Stephen Alonzo Jackson is regarded as possibly the most
important man in Kappa Sigma's history. Through his efforts a
struggling local fraternity became a strong national organization. He
was the architect of our Ritual, writer of our Constitution, and was
our first Worthy Grand Master. The following is an excerpt from the
Bononia Docet, our pledge manual:
Stephen Alonzo Jackson was born September 22, 1851. He was left
motherless in his infancy and was raised by his grandmother. A close
associate and brother, Francis Nelson Barksdale, recalled him with
these words:
"Gentle as a woman, firm as a rock - a perfect bundle of
nervous energy. His love of the Fraternity knew no bounds, and his
enthusiasm was so contagious that it influenced everybody who came
within his reach. His one ambition was to make Kappa Sigma the leading
college fraternity of the world, and to that end he thought and worked
by day and night, until the end of his busy life."

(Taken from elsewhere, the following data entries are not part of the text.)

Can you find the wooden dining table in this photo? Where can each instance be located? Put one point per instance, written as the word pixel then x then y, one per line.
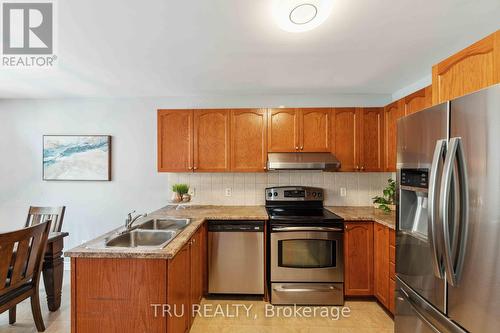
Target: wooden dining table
pixel 53 269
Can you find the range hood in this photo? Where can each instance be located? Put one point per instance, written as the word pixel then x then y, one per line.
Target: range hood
pixel 302 161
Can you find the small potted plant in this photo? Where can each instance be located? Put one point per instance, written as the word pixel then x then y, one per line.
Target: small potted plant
pixel 180 193
pixel 387 201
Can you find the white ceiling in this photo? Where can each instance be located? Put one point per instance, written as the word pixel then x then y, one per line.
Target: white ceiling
pixel 233 47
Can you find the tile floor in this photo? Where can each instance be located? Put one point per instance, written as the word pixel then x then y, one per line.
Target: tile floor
pixel 365 317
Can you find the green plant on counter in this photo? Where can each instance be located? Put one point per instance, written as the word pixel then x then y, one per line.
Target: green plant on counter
pixel 388 198
pixel 180 188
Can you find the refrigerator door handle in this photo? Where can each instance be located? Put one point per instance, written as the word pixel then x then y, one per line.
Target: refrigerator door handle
pixel 415 308
pixel 454 260
pixel 432 226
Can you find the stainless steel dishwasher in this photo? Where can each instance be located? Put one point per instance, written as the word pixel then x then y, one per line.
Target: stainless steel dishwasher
pixel 236 257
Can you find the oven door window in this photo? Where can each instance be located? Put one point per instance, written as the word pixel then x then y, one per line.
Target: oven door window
pixel 307 253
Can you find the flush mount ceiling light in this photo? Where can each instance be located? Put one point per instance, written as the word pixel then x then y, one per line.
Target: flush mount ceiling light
pixel 301 15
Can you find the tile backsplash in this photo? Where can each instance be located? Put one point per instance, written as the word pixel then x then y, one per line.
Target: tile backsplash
pixel 248 188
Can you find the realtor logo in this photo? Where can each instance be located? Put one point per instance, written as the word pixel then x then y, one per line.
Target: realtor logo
pixel 28 34
pixel 27 28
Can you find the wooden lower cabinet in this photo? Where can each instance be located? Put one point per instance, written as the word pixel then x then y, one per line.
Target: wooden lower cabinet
pixel 116 295
pixel 381 263
pixel 392 291
pixel 178 294
pixel 119 295
pixel 358 263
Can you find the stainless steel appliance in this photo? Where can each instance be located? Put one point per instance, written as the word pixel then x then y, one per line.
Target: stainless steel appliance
pixel 306 248
pixel 236 257
pixel 448 231
pixel 302 161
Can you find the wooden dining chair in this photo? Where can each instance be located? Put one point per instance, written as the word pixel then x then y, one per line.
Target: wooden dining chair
pixel 21 257
pixel 38 215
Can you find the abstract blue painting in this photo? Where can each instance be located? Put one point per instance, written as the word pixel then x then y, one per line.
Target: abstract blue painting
pixel 74 157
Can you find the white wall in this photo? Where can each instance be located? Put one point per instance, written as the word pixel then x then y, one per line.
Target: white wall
pixel 96 207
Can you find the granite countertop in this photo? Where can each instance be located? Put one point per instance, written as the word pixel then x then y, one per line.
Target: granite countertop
pixel 365 213
pixel 199 214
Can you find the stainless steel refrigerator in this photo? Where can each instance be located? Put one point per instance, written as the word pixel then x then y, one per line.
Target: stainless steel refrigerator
pixel 448 229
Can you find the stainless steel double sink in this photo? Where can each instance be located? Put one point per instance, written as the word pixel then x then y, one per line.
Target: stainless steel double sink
pixel 152 234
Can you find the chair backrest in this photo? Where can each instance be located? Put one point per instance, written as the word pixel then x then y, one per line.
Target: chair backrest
pixel 38 215
pixel 21 256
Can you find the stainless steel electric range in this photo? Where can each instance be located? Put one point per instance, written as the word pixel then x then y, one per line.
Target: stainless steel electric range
pixel 306 247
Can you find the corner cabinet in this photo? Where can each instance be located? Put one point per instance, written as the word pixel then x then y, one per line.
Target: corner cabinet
pixel 473 68
pixel 392 113
pixel 345 141
pixel 315 130
pixel 371 139
pixel 283 130
pixel 175 140
pixel 211 140
pixel 418 101
pixel 299 130
pixel 357 138
pixel 248 140
pixel 358 254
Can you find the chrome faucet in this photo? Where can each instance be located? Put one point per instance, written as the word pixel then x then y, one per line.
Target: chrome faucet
pixel 130 220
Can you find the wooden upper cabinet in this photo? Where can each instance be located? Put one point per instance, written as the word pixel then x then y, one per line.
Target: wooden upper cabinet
pixel 283 130
pixel 381 263
pixel 211 140
pixel 418 101
pixel 314 130
pixel 345 137
pixel 473 68
pixel 175 140
pixel 371 139
pixel 392 113
pixel 249 140
pixel 358 253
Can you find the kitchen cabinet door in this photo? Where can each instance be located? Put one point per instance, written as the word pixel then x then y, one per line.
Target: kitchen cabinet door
pixel 392 113
pixel 248 140
pixel 392 292
pixel 283 130
pixel 381 263
pixel 358 254
pixel 211 140
pixel 175 140
pixel 196 262
pixel 315 130
pixel 473 68
pixel 345 137
pixel 371 139
pixel 178 291
pixel 418 101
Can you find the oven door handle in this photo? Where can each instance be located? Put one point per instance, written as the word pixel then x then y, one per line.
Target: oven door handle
pixel 309 289
pixel 307 229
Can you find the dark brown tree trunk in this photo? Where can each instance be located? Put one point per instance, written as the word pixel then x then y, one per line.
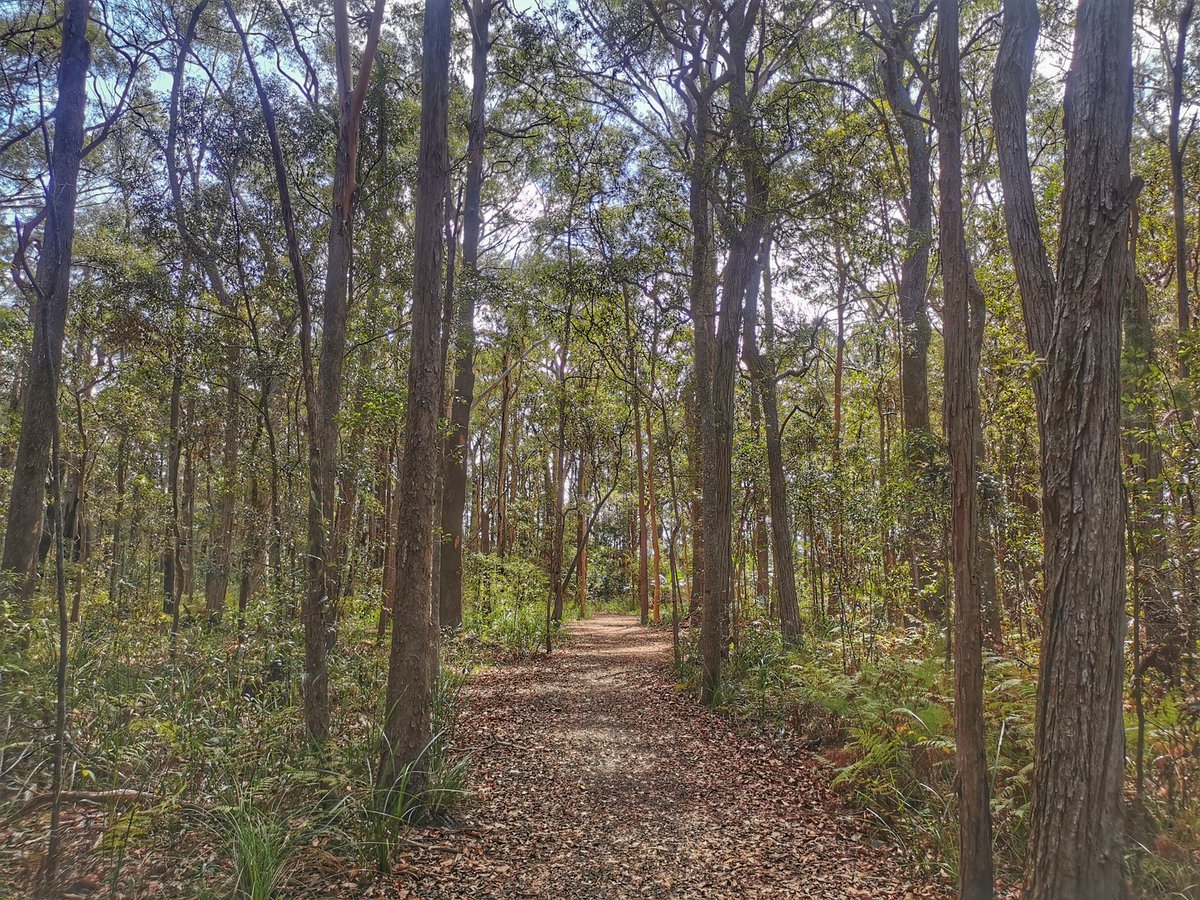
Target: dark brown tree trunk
pixel 652 497
pixel 581 534
pixel 216 579
pixel 643 579
pixel 918 223
pixel 717 360
pixel 409 671
pixel 52 288
pixel 1077 831
pixel 558 479
pixel 455 477
pixel 502 462
pixel 780 515
pixel 1176 145
pixel 1164 630
pixel 961 316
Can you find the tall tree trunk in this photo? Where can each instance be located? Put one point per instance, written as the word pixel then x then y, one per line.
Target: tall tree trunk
pixel 635 396
pixel 1164 630
pixel 51 288
pixel 455 479
pixel 717 361
pixel 780 516
pixel 1077 832
pixel 963 315
pixel 1176 147
pixel 216 577
pixel 409 670
pixel 581 534
pixel 502 462
pixel 918 225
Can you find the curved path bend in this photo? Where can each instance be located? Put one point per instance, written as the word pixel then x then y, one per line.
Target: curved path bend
pixel 593 777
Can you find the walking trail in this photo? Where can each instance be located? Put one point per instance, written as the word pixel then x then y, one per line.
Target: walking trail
pixel 594 777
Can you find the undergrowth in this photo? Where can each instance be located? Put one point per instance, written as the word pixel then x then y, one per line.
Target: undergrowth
pixel 214 789
pixel 886 726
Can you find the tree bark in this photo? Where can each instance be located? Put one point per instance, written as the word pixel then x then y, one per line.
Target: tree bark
pixel 963 310
pixel 1077 829
pixel 52 288
pixel 454 498
pixel 780 515
pixel 409 671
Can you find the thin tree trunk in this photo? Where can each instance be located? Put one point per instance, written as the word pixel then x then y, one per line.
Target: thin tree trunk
pixel 780 516
pixel 963 311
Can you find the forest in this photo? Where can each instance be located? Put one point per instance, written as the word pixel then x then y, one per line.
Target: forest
pixel 600 449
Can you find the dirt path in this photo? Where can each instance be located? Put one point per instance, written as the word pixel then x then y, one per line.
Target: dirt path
pixel 595 778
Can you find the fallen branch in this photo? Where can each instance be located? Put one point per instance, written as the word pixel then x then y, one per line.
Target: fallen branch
pixel 125 795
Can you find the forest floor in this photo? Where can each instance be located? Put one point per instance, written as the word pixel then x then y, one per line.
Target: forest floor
pixel 593 777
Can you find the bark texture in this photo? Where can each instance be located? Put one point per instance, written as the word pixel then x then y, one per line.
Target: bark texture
pixel 409 671
pixel 52 288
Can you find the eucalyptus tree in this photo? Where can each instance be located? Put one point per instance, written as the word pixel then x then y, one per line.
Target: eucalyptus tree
pixel 49 289
pixel 1073 316
pixel 413 657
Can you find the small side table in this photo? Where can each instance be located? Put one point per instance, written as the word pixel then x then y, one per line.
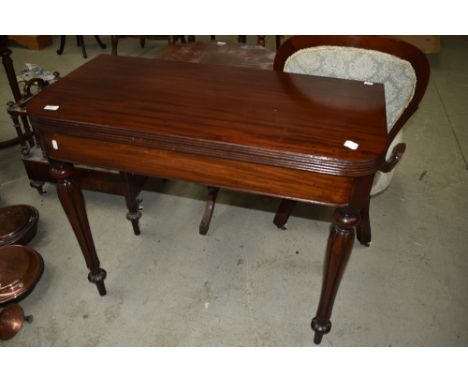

During the Fraternity's second Grand Conclave in 1878 in Richmond,
Virginia. Jackson was re-elected as Worthy Grand Master. In his speech,
he expressed his ideal and goal of an enduring and expanding
brotherhood as he addressed the Order:
"Why not, my Brothers, since we of today live and cherish
the principles of the Kappa Sigma Fraternity, throw such a halo around
those principles that they may be handed down as a precious heirloom
to ages yet unborn? Why not put our apples of gold in pictures of
silver? May we not rest contentedly until the Star and Crescent is the
pride of every college and unviersity in the land!"
Jackson died on March 4, 1892. His legacy to the Fraternity
included its Ritual, a revised Constitution, a precendent-setting Grand
Conclave, the first southern Fraternity to extend a chapter to the
north, and above all else, a spirit for expansion.